Outside of school, Perangur performed at several music festivals, such as the annual Margazhi Utsavam Arts Festival of the Sri Vari Sri Balaji Temple in Franklin Township from 2016 to 2020. He also assisted Ramamurthy with a summer workshop and music camp offered annually in South Brunswick, with a final performance at the Sri Venkateswara Temple (Balaji Mandir) and Community Center in Bridgewater. Perangur helped with planning and scheduling, organizing lessons and rehearsals and teaching junior-level students. “I have seen him lead, follow and inspire all other students with ease,” Ramamurthy says.  

Perangur realized just how much he values playing music in ninth grade, when a broken hand rendered him unable to play for about eight weeks. “That was horrible,” he says.
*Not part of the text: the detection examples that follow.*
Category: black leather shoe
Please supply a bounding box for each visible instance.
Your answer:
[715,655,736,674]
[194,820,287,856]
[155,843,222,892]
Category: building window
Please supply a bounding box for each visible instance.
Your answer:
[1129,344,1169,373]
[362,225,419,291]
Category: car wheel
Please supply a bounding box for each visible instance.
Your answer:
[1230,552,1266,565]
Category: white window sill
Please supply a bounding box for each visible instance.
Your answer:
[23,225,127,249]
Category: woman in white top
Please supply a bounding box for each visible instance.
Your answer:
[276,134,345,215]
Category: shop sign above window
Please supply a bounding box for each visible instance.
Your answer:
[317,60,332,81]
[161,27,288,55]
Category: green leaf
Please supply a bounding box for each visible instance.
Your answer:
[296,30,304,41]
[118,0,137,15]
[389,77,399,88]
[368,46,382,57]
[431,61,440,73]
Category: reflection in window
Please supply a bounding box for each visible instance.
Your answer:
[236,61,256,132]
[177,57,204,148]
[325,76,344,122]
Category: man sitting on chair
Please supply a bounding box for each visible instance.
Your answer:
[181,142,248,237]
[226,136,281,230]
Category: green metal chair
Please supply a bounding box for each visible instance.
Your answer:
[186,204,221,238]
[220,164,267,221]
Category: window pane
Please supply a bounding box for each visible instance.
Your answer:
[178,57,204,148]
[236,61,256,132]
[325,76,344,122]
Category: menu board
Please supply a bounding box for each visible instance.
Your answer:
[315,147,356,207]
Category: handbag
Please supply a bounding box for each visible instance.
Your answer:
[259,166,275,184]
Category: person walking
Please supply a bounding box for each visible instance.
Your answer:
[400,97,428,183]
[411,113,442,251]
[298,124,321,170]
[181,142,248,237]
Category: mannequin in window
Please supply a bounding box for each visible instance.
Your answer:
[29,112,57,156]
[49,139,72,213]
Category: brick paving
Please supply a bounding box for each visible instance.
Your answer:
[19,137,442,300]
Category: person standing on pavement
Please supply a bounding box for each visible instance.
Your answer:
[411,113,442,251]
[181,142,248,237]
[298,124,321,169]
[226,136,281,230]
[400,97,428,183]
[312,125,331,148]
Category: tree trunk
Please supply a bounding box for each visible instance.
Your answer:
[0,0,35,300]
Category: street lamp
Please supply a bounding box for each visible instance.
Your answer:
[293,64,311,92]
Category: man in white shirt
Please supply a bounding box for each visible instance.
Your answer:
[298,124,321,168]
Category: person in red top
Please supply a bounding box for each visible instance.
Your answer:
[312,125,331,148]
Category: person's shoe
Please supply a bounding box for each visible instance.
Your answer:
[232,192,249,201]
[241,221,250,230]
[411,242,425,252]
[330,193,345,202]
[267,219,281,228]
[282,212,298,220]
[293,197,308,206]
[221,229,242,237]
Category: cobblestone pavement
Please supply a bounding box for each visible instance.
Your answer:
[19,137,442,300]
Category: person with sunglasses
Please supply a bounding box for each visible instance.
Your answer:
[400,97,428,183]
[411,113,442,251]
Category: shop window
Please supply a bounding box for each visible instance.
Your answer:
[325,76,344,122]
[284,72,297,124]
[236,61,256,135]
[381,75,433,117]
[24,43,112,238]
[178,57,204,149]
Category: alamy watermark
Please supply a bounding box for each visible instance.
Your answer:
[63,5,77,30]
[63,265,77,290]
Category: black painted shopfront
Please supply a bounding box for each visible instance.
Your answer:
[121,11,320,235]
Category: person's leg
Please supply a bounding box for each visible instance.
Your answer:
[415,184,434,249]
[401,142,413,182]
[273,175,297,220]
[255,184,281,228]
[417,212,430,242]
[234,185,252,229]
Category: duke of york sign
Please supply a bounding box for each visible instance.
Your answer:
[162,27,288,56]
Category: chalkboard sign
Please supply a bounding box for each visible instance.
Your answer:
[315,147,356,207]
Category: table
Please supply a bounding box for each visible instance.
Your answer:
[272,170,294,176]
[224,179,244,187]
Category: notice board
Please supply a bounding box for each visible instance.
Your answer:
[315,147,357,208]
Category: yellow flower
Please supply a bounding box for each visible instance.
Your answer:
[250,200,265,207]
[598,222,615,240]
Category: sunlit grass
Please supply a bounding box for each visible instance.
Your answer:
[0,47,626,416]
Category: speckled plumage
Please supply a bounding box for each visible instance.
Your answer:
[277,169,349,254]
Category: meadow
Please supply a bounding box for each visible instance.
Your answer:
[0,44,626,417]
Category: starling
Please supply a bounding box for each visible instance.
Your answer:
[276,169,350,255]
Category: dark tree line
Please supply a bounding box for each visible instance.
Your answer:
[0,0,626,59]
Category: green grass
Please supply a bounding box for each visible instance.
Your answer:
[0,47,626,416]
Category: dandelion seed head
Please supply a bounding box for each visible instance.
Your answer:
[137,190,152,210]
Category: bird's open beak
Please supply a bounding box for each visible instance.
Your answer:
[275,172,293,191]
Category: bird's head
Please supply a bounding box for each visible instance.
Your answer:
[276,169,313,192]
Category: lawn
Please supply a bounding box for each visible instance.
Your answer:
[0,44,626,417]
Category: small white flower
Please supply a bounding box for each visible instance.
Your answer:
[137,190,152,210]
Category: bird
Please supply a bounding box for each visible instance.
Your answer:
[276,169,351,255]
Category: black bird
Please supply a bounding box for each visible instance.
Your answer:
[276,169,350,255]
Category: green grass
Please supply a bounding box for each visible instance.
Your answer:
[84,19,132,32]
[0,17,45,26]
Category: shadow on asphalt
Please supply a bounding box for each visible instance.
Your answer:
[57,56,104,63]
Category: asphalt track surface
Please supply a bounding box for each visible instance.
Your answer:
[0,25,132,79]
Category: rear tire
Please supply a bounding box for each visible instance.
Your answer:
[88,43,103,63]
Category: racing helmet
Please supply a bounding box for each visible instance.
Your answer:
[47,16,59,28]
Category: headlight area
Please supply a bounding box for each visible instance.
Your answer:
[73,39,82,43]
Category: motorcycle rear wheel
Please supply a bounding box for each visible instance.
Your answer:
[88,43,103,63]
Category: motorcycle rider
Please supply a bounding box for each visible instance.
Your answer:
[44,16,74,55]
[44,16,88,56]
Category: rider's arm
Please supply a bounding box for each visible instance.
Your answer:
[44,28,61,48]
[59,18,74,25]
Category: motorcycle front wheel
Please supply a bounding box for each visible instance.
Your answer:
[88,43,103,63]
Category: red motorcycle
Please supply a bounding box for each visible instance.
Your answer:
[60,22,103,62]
As a junior at Brown University in Rhode Island, Perangur is currently studying Chemical Engineering and Sanskrit, with a focus on Carnatic aesthetics and lyrics.  While balancing a busy college schedule, he still finds several hours a week to play violin and has been instrumental in organizing a new classical South Asian music club on campus, coordinating the participation of a group of musical peers and the support of music faculty members who are assisting with making it an official club.

Whatever the future holds, one thing is certain: Music will play a central part. “Music inspires me and it helps me think.  It’s also a way of thinking for me,” Perangur says. “It's a part of my life. It’s something I can’t even imagine not having with me.”